Köle Serisi'ne son sürat devam ediyorum. Açıkçası bu seride bu kitapları yani İntikam ve Aşk kitaplarını hep Daisy'nin hikayesi olarak düşünmüştüm ama yanılmışım. Şöyle yanılmışım, ilk kitabın devamı kesinlikle o kesin ama bu kitaplar Edward ve Jaymie'nin çocuklarının hikayeleri... Klasik onların aşk hikayesi anlamında değil tamamen  Jaymie ve Edward'ın hikayesi sonlanıyor ve çocukları Stew ve Mira'nın hayatta kalma savaşlarını konu alıyor. 

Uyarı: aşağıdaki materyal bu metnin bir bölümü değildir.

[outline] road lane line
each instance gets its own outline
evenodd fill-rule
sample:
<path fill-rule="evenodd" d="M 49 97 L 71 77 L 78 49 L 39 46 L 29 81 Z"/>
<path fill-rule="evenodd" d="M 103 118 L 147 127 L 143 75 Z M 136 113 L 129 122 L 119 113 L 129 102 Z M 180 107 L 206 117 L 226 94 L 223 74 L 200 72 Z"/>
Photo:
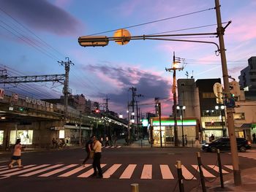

Bu yüzden kesinlikle sırayla okunması gereken bir seri. 

İlk kitap ne kadar aşka yoğun verilmişse bu kitap o kadar intikam, adalet arayışı, politika savaşları, arkadaşlıklara, aile ilişkilerine ve hayatta kalma savaşına verilmişti ama sanırım Aşk kitabında daha fazlası olacak aşk anlamında. 

Yine akıcıydı, sürükleyiciydi dün akşam başladım ve iki saat önce bitti kitap, su gibi aktı gitti ve şimdi devamını okuyacağım çünkü çok merak uyandırıcı bir şekilde bitti. Merak ediyorum devamını... Bu yüzden okumaya niyeti olanlar kesinlikle İntikam ve Aşk'ı beraber alıp okumalılar.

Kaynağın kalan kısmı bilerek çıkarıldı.